Just take a screenshot and then use the multi-model embedding. We don't have the -- we can even do the same thing for video, not necessarily the perfect way, but, like, you just take screenshots of the frames, you know, consecutive frames, and you give it to the multi-model embedding, and you can turn them into vectors, and you can search over those documents or videos or slide stack.

And these are some performance metrics that we have evaluated. You know, we have tried kind of like -- oh, by the way, another one application is tables, right? Now you can just take a screenshot of the tables. You don't have to think too much about what is the header, what is the row, so on and so forth.

And we have done evaluations on many of these document screenshots, you know, table figures, and also text only. And you can see that it's improving across the board. So the final one I would like to mention, which is something that we're going to launch soon is that this context wire and auto-trunking embedding.

So right now what happens is that when you have a long document, you do have to trunk the data. One of the reasons is that the context length of the embeddings is limited. And if you have, like, 100K tokens, you do have to trunk it into three or four trunks.

You know, even though Voyage AI has the -- probably -- I think we have the longest context window. It's still like 32K. So that's one reason to trunk. And another reason to trunk is that sometimes the long document, even if you don't trunk, suppose you can have a way to put all of them in a context window.
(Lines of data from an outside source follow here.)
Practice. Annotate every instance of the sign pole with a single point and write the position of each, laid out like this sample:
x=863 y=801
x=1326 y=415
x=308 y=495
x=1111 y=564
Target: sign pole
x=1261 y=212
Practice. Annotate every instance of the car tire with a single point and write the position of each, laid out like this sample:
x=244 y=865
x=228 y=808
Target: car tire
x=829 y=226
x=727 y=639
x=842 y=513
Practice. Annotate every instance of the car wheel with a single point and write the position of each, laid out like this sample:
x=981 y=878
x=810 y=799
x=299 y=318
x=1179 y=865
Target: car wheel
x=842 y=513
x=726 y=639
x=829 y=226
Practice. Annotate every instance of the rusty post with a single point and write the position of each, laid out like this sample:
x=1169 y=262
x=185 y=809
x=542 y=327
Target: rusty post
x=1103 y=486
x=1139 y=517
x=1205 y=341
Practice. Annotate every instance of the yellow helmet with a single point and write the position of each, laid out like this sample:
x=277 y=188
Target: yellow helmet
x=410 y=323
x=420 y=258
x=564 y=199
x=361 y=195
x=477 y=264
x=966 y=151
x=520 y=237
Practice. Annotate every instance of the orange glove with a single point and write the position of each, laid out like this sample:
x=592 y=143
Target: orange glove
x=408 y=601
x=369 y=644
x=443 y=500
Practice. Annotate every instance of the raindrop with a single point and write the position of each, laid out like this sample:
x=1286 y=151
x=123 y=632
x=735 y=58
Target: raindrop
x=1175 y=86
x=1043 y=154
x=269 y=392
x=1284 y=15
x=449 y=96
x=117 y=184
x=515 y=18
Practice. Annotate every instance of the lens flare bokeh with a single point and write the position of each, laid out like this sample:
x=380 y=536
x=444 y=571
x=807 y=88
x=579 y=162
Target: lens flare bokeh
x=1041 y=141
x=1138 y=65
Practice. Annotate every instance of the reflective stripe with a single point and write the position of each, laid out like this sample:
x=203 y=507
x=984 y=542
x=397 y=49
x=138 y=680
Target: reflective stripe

Still, when you retrieve, you're going to retrieve on a document level. Then you retrieve a very, very long document. And then you should give this long document to a large language model. It's going to be very, very expensive, right? If you give 100K tokens to a large language model, every time you answer any question, if you do some cost analysis, you'll find that that core is very, very expensive.

So that's why you do have to work on a smaller unit so that you can cut the cost and be also more focused, right? So sometimes you give a long document to a large language model, it misses some of the context in the middle. And you have to use the retrieval to focus on a paragraph, a page, so on and so forth.

So that's what happens right now with the trunking. But all of these are done by the users. And our vision is that we're going to do this for you. And also we're going to get all the meta information from other trunks. So basically, in a nutshell, the interface will be that you give us a long document and we're going to trunk it for you.

And then also we return the trunks and also the vectors for each of the trunk. And each of these vectors is not only representing that trunk, but also representing some of the global meta information from other trunks. So it has all the details of the corresponding trunk and also has some kind of like cross-grid information from other trunks so that you can get the best of the both worlds.

And that's what I'm going to launch soon. And another one is that we're going to have some fine-tune API at some point to make you so that you can fine-tune with your own data. So I guess it's exactly time. Thanks very much. Thanks very much. Thanks very much. Thanks very much.